While it is true that C compilers running in flat mode rarely take proper care in handling the page settings, and for that matter few operating systems give the compilers fine-grained control over setting page protection to begin with, that is a flaw in the OS and/or the compiler, not in the language itself, I would say.
---------------------------------------Brendan wrote:You only need to see the "small address spaces" research done by L4 to see that there's some potential benefits in using segmentation to reduce task switch costs (at least for artificial micro-benchmarks that may or may not have any practical value, for systems that don't use asynchronousity to reduce the number of task switches).Kazinsal wrote:Your efficiency claims are as good as fiction without proof.rdos wrote:and far more efficient than any C compiler would be able to produce
Of course that has nothing to do with "C vs. assembly" and nothing to do with the relatively bizarre (and likely very erroneous) "assembly is less error prone because it can use segmentation while most C compilers can't" issue.

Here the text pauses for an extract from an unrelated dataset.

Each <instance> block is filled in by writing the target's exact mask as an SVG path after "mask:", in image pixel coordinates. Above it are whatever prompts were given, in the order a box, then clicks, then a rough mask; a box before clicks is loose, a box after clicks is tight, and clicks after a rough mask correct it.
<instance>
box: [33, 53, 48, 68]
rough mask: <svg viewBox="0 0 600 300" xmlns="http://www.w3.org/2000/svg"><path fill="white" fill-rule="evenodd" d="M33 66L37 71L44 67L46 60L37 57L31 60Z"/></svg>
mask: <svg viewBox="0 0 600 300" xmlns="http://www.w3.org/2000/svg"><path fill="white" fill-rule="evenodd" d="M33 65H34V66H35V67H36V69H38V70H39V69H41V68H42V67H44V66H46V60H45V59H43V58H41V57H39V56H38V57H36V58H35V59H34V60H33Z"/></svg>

From "What features can I rely on the existence of across arch":
Korona wrote:x86_64 does not support segmentation. You're basically saying "Rather than designing my kernel so that it can adapt to different scenarios I optimize for an architecture that have been obsolete for at least 10 years and today only serves a niche market".rdos wrote:Yeah, thinking in terms of "how many architectures can I support" is all wrong. Portability always sacrifices speed and the ability to exploit specific features of a CPU. That might be ok if you want something that is mediocre on many CPUs, but not otherwise. I only support x86 because only x86 has segmentation, which I consider a vital component of memory protection. I also rely heavily on assembler code instead of C, which I can do since I only support x86.

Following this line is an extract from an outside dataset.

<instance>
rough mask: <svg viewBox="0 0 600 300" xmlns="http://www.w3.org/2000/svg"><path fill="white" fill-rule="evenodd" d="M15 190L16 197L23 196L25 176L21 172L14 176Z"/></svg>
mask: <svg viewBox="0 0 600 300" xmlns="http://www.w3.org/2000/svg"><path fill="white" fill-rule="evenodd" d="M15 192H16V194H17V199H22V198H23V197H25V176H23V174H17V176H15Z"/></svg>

I also really doubt the "portability hurts performance" statement. Supporting a feature on one architecture does not mean that you have to require it on every architecture. However it is very easy to convince me if that statement is indeed true: Just show me a single (general purpose) OS that exploits all the nice special features of x86 and outperforms Linux or Windows on common workloads (or even a single real-world workload; microbenchmarks don't count). Hint: You can't; performance depends on the design of your algorithms and not on "Let me use segmentation instead of paging".